In a word, she keeps her own counsel and starts so late for the tiger's den that that animal grows hungry and—there is a good deal of human nature in tigers—very angry at the delay of his dinner. When the hare, apparently in a great hurry, arrived the tiger abused her vehemently, and with difficulty is induced to hear her explanation. She and a friend, she says, were on their way to him when they met another tiger who seized them; she warned their captor that they were set apart for the service of their own king, but the strange tiger threatened to tear their king to pieces. At length, said the hare, she persuaded the strange tiger to grant her respite that she might come and explain matters; and she had been granted this favour, leaving her friend in his clutches.
"Do not expect any more victims," she concluded. "The road hither is closed by that tiger. If thou desirest thy daily food, go at once and clear the road."
"THE TIGER BESIDE HIMSELF WITH RAGE."
At this the tiger, beside himself with rage, jumps up, calling on the hare to come and show where his rival is, and the hare obediently follows, until they come in sight of a well by the road. There she lags behind; she is frightened to death. Cannot the tiger see how pale she is? Nothing will induce her to go near that well, for therein is hiding the other tiger, who holds her friend captive. The tiger insists that she shall come and point out the other tiger. Well, the hare will do so on condition that his Majesty holds her in his arms. He does so, and, peeping into the water, sees their reflection in the water below; whereupon he sets the hare down, and springing into the well to fall upon his enemy is drowned.
A story that seems familiar is that of the friendship of the frog and the rat. These two conceived so deep a regard for one another that they were miserable apart: the rat, more particularly, bewailed the facts that she only saw the frog once a day, and that he, being in the stream, could not hear her when she called.
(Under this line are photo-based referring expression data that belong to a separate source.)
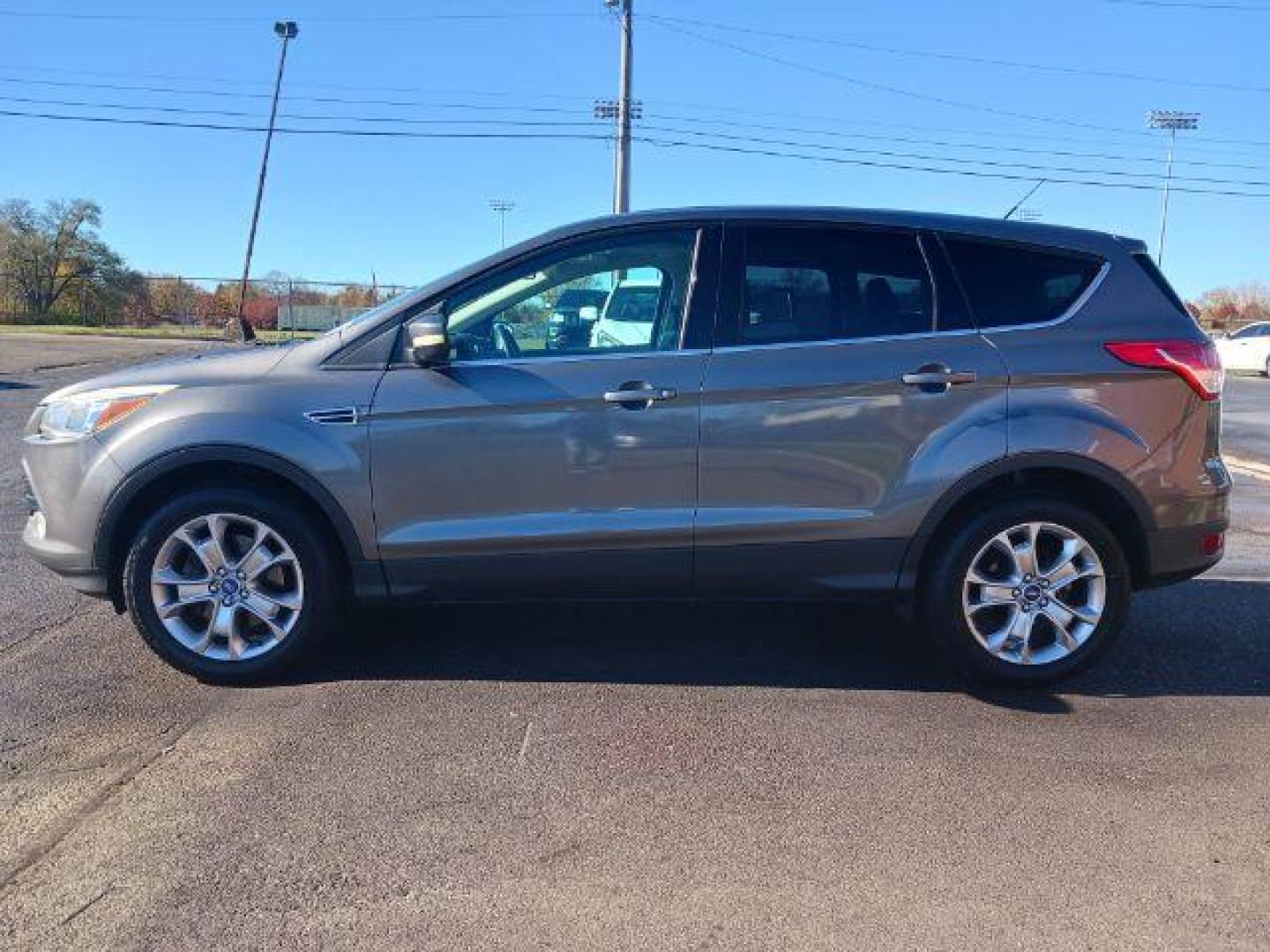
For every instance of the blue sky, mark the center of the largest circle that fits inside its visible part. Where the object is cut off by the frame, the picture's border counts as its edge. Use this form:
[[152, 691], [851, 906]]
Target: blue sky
[[176, 199]]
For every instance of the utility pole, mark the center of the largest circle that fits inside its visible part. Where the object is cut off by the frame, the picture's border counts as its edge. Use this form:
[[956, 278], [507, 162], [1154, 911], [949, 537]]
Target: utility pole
[[239, 328], [502, 206], [623, 167], [1172, 121]]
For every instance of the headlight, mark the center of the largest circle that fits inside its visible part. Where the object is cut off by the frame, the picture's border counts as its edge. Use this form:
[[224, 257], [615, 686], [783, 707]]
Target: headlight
[[94, 410]]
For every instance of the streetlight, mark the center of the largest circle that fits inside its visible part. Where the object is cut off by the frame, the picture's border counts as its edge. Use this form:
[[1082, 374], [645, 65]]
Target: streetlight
[[286, 32], [502, 206], [1172, 121]]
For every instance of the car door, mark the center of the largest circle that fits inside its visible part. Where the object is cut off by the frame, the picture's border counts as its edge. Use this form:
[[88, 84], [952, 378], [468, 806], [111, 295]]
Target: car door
[[519, 470], [846, 392]]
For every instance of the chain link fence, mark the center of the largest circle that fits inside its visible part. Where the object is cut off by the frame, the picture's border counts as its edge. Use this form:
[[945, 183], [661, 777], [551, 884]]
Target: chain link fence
[[176, 303]]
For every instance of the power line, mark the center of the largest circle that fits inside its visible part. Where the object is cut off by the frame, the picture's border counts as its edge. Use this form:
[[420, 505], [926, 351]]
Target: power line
[[989, 163], [945, 144], [343, 100], [1188, 5], [244, 115], [257, 20], [557, 123], [970, 173], [295, 131], [923, 97], [883, 86], [521, 107], [958, 57], [600, 138]]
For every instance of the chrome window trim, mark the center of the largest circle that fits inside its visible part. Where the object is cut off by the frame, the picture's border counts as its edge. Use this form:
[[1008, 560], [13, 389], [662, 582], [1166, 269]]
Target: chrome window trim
[[557, 358], [1065, 316]]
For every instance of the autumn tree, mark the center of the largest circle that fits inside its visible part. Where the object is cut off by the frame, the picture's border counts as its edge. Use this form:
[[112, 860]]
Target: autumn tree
[[48, 253]]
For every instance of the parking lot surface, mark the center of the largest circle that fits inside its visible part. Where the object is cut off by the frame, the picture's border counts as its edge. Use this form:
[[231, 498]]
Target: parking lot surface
[[638, 776]]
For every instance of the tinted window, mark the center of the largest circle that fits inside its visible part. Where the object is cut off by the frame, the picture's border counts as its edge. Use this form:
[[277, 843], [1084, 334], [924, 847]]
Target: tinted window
[[635, 282], [1009, 285], [831, 285]]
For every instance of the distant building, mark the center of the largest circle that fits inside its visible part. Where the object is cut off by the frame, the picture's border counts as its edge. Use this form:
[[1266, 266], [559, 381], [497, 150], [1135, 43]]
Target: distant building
[[315, 316]]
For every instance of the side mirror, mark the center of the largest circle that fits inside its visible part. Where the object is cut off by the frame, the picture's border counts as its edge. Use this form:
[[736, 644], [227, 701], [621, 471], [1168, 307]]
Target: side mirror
[[426, 342]]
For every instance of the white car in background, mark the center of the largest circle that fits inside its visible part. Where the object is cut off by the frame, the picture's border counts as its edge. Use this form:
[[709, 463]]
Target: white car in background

The frog, whose attachment appears not wholly to have obscured his native good sense, pointed out that "if friends see each other occasionally only their affection is the greater," to which argument, albeit undeniable, the rat objected that in their case some means of establishing closer communication were indispensable.
The frog gave way, and the two agreed to tie the ends of a string to a leg of each, so that when one wanted to see the other all he or she need do was to pull the string. Other frogs came around and pointed out the obvious objections to supplementing the bonds of their affection with string, but neither would listen.
"It is all right," they said; "if we die together, so much the better"; and so they tied themselves as they had arranged. And one day came a kite, who pounced upon the rat, who could not escape because he tripped in the string; and the kite, carrying away the rat, carried away the frog at the other end of the string. And the dying moments of the frog were embittered by hearing the villagers applaud the cleverness of a kite who could catch frogs; whereas he knew the kite had done nothing clever, but that he himself had done something very foolish.
"IF WE DIE TOGETHER, SO MUCH THE BETTER."